Understanding the basic ecology of these birds and their population parameters may improve scientists' ability to predict impacts from oil spills and inform coastal restoration.
Nyman explains that the overall research project is to understand where different bird species most likely occur in the landscape. This ultimately helps restoration planners decide where to restore marsh and if a particular restoration design will make a difference in the birds that appear in the landscape.
King has worked closely with state agencies since the onset of the project to advise where and how to rebuild marshes.
"We've been working with engineers that are designing these restorations. Almost immediately a lot of these recommendations are getting added to some of the design considerations for the way they restore these sites," King said.

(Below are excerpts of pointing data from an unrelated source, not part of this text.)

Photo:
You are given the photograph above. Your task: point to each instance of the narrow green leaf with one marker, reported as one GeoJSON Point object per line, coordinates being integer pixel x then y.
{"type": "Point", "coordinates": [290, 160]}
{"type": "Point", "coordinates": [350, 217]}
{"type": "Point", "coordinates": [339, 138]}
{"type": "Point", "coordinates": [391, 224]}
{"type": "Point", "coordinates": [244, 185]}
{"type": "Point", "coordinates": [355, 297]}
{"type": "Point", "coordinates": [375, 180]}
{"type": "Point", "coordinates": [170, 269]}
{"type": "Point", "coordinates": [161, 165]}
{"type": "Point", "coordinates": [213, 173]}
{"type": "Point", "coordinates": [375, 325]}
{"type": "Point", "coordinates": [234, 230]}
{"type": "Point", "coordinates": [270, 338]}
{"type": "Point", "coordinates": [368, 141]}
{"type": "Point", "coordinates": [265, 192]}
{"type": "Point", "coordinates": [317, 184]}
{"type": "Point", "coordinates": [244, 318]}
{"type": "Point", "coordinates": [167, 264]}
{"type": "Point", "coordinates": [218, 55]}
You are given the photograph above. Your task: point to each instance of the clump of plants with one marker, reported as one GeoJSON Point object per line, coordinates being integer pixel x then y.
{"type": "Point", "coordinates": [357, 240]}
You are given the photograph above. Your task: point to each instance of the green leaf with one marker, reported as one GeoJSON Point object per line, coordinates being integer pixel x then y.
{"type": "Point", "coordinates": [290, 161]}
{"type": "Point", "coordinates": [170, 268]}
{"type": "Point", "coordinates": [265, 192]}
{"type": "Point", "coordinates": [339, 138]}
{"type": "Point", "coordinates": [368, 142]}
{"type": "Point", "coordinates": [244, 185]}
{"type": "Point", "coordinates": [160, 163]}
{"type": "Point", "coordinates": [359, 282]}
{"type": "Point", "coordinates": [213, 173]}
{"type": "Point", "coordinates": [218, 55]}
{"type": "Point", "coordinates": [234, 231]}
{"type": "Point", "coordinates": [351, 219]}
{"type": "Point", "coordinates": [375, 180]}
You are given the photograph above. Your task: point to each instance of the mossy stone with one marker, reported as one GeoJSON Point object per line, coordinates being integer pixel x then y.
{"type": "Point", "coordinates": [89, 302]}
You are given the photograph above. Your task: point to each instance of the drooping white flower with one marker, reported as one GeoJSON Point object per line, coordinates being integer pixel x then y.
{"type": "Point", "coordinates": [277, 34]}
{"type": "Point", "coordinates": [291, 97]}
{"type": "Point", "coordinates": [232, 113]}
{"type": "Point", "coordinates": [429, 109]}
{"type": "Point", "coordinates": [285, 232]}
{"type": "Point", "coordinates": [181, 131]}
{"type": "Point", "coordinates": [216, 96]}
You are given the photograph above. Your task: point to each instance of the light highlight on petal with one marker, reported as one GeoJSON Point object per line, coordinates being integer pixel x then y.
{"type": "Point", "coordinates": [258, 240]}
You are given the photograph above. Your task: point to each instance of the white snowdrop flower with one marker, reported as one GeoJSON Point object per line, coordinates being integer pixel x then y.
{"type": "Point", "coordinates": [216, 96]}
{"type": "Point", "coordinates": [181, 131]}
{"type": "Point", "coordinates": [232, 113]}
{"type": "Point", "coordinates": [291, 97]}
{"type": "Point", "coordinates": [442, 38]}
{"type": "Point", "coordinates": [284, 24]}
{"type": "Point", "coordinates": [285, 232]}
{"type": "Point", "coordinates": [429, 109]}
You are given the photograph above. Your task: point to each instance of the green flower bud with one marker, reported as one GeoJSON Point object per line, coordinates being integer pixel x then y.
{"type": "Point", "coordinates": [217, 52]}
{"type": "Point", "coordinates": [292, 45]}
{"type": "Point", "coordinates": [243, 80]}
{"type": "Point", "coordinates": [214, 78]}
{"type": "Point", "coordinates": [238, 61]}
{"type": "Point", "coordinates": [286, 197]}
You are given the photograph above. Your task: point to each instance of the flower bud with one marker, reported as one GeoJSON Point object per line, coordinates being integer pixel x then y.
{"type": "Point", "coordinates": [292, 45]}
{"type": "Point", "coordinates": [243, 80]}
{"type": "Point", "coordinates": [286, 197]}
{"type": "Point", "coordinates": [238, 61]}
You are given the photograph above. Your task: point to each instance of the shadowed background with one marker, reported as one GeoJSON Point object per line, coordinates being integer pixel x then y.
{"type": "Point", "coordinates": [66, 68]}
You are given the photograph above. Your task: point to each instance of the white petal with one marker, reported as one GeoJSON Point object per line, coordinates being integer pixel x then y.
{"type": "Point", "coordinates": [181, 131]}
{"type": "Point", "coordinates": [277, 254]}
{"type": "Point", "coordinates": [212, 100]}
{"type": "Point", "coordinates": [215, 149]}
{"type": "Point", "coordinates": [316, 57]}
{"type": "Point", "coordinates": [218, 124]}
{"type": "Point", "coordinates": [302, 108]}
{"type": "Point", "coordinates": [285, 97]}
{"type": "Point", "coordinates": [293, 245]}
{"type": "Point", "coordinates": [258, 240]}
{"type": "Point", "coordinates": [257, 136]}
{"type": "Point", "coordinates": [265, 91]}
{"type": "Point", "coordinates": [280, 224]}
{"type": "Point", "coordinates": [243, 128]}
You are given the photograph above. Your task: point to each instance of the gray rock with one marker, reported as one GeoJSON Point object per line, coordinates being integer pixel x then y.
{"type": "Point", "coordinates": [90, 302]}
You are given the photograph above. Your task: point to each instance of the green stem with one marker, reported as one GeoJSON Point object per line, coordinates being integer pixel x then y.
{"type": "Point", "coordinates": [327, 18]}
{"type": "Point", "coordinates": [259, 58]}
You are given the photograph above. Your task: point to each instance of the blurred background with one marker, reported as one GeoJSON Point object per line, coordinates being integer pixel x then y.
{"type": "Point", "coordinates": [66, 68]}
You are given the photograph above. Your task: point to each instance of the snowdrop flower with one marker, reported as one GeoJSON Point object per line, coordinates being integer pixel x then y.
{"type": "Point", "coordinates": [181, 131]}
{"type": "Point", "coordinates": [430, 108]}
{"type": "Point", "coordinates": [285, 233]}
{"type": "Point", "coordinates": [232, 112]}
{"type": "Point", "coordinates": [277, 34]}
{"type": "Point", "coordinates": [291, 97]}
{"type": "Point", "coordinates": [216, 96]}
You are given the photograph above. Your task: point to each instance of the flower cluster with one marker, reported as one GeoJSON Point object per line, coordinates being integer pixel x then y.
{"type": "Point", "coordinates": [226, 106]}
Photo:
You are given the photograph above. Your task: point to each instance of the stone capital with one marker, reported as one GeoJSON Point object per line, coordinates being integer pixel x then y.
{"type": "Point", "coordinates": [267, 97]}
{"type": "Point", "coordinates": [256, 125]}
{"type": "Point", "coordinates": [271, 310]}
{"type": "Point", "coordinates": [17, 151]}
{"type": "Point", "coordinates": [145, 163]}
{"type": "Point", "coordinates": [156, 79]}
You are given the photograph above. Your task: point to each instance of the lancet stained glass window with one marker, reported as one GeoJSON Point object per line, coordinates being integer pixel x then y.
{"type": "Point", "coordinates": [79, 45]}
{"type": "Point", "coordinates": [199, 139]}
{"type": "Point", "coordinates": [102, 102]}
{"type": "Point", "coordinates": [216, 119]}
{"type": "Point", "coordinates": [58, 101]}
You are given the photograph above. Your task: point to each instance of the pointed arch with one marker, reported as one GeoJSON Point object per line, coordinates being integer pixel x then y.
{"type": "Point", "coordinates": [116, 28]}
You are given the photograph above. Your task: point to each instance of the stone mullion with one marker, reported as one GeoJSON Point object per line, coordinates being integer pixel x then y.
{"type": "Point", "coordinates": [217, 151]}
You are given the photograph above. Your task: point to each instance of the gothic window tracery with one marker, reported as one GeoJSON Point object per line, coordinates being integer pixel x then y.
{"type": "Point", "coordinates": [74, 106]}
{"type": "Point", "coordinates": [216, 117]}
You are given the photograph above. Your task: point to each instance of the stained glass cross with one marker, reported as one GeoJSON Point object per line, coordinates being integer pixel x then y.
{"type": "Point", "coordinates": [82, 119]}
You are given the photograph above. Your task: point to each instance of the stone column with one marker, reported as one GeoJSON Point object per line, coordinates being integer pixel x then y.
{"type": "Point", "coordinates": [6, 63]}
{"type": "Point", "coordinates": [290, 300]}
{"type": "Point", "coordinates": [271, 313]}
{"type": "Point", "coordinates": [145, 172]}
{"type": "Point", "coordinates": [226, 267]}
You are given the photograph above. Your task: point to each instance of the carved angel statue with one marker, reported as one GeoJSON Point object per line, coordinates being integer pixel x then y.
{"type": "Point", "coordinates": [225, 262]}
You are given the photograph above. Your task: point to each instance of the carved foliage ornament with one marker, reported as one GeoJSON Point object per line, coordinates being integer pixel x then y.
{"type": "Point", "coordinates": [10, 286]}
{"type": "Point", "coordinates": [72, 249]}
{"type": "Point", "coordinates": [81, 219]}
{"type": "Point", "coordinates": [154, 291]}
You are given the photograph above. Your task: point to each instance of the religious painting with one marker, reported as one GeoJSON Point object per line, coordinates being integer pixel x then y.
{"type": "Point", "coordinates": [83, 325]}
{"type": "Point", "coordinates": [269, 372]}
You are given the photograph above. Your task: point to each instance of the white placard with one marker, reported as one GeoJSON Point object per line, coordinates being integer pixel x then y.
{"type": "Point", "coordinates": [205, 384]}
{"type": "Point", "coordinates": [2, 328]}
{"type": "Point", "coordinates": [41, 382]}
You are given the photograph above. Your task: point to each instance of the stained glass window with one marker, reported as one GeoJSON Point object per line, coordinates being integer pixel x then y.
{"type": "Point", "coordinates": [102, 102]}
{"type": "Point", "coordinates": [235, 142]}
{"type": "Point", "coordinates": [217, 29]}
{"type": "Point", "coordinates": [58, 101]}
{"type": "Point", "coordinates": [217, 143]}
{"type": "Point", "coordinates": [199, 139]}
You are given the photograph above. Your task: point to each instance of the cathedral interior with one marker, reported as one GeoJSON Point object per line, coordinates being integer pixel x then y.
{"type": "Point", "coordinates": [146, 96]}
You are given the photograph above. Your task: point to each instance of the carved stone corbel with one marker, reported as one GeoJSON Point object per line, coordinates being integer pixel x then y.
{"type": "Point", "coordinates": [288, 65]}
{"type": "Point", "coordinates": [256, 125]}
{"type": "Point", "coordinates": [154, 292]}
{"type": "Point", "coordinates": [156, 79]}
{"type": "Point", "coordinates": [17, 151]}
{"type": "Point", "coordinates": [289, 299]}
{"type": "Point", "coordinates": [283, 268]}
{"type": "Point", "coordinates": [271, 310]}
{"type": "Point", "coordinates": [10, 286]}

Nyman and King are working with professionals from the Louisiana Department of Wildlife and Fisheries, The Water Institute and engineers in Louisiana Coastal Protection and Restoration Authority (CPRA) to develop a guidebook on coastal restoration for secretive marsh bird species. The living document provides them with technical guidance for features that may be important for some birds.
CPRA leads the effort in building created marshes. Created marshes, also called restored marshes, are engineered wetlands made from sediments that are often a byproduct of dredging projects. Created marshes vary in height, vegetation and water features.
Historically, CRPA has focused on restoring land and vegetation in these sites, but little data has been collected on wildlife inhabitants.
"There is the assumption that if the vegetation looks right, the animals will follow, but that is not always the case," Nyman said. "Our group is just looking at one particular suite of birds. There are other groups that are looking at colonial nesting waterbirds using islands and have a different ecology within the coastal marsh."
Lipford's master's research focuses on features between the natural and created sites that may influence bird populations. They compare ten created sites to ten natural sites to determine whether bird diversity and abundance differ.
"It seems there's a ton of variation within each of these. We're trying to look at what characteristics of that habitat and what the birds are selecting for at those sites," Lipford said.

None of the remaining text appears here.